O orçamento anual já nasce comprometido com uma série de vinculações da natureza constitucional. Senão vejamos:

a) 15% das receitas correntes líquidas da União devem ser aplicadas em ação e serviços de saúde pública (art. 198, § 2º, |I da CF);
b) 18% das receitas provenientes de impostos da União são destinadas à educação (art. 212 da CF);
c) Os recursos destinados aos órgãos do Poder Legislativo, do Poder Judiciário, ao Ministério Público e à Defensoria Pública devem ser disponibilizados até o dia 20 de cada mês em forma de duodécimos (art. 168 da CF);
d) As verbas oriundas de emendas parlamentares, que neste ano atingem o valor de R$ 19,2 bilhões, são de execução obrigatória (art. 166, §§ 11 e 12 da CF);
e) Por fim, 30% das receitas tributárias da União compõem o Fundo que surgiu no governo FHC com o nome de Fundo Social de Emergência, depois, Fundo de Estabilização Fiscal, hoje, conhecido pela sigla DRU (Desvinculação das Receitas da União), o que significa uma desmontagem de 30% dos recursos previstos nas diferentes dotações consignadas na LOA, dificultando o controle e a fiscalização da execução orçamentária.

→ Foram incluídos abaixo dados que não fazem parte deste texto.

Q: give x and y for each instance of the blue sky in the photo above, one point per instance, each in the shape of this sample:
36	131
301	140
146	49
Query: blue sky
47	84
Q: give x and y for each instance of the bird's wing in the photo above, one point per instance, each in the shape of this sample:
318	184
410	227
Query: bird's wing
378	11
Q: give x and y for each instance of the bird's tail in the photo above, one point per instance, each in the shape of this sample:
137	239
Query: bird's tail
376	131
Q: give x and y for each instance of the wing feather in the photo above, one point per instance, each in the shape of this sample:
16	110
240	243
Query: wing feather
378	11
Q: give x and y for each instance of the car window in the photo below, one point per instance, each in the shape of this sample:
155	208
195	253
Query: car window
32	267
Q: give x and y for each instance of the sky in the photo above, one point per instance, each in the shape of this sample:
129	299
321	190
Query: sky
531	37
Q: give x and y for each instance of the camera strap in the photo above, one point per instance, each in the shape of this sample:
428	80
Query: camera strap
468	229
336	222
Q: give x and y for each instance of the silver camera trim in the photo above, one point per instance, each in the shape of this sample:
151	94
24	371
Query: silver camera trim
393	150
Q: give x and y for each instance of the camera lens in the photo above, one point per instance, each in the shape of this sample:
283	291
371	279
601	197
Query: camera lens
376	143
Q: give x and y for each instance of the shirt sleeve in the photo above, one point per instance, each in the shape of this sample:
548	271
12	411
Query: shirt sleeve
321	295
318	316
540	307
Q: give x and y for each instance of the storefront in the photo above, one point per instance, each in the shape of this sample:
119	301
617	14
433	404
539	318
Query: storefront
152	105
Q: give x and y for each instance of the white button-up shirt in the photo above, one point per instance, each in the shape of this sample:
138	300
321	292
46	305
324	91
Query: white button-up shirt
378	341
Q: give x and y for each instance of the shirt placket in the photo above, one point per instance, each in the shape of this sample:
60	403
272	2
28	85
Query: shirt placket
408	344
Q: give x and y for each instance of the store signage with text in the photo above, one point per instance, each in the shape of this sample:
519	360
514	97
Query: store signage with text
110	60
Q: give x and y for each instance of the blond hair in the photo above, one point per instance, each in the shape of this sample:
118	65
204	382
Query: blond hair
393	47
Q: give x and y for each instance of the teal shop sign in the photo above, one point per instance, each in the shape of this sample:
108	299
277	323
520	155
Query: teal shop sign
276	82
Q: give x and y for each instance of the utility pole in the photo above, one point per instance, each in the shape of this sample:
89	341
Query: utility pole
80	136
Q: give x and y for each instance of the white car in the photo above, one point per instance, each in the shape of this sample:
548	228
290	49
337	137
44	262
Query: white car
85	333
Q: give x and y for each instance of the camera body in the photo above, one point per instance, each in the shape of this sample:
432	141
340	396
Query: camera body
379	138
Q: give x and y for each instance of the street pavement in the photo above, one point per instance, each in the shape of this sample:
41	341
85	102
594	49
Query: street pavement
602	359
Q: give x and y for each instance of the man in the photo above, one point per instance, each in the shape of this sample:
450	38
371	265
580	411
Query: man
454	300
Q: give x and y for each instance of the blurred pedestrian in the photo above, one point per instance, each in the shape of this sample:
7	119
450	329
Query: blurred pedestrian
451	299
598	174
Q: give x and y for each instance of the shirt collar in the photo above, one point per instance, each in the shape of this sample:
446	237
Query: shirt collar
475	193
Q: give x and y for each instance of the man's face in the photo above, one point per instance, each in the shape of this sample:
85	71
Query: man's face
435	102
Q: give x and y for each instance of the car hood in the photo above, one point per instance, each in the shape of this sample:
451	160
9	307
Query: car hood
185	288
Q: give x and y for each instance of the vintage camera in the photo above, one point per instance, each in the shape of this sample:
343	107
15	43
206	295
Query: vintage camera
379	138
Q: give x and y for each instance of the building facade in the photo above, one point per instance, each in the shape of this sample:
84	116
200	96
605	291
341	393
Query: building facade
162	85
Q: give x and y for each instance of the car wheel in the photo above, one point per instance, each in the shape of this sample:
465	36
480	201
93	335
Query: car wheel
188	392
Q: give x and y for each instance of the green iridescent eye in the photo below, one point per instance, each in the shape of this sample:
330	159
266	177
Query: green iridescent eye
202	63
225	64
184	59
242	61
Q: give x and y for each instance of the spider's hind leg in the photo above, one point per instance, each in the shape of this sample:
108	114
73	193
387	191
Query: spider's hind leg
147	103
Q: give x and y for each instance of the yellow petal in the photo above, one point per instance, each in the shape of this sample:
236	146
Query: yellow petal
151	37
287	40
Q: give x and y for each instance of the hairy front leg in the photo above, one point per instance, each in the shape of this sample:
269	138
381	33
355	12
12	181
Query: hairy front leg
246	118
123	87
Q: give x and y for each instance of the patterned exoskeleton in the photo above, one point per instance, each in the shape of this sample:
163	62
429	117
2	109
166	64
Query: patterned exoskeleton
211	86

Diante de tantas vinculações e do elevado grau de discricionariedade em matéria de execução orçamentária surge a nítida a ideia de um orçamento que não é impositivo, nem autorizativo, mas meramente decorativo. É o resultado do hibridismo político entre o presidencialismo e o parlamentarismo que gera o promiscuismo. Aliás, Ulysses Guimarães, com a sua larga visão que lhe era própria, referindo-se à Carta de 1988 dizia que a “Constituição dos miseráveis é uma favela jurídica onde os três Poderes viverão em desconfortável promiscuidade” 1.
Todavia, não se compreende a grita palaciana em torno da inexequibilidade da LOA de 2021, como se os governantes viessem cumprindo os preceitos da Lei Orçamentária Anual ao longo das décadas.
A Emenda Constitucional nº 109/2021 resultante da PEC Emergencial, mediante enxerto desordenado de 121 novas normas entre artigos, parágrafos, incisos e letras, conseguiu destruir o que restava de razoável na disciplina constitucional na área de finanças públicas.
No dizer do saudoso estadista, Roberto Campos, a Constituição Brasileira é “uma mistura de dicionário de utopias e regulamentação minuciosa de efêmero”; [...] “no texto constitucional, muito do que é novo não é factível e muito do que é factível não é novo” 2.

SP, 5-4-2021.

 

1 A Constituição de 1988 na visão de Roberto Campos, por Ney Prado. In O Estado de S. Paulo, 24 Outubro de 2017.
2 Constituição de 1988 na visão de Roberto Campos in www.haradaadvogados.com.br – Acesso em 30-3-2021.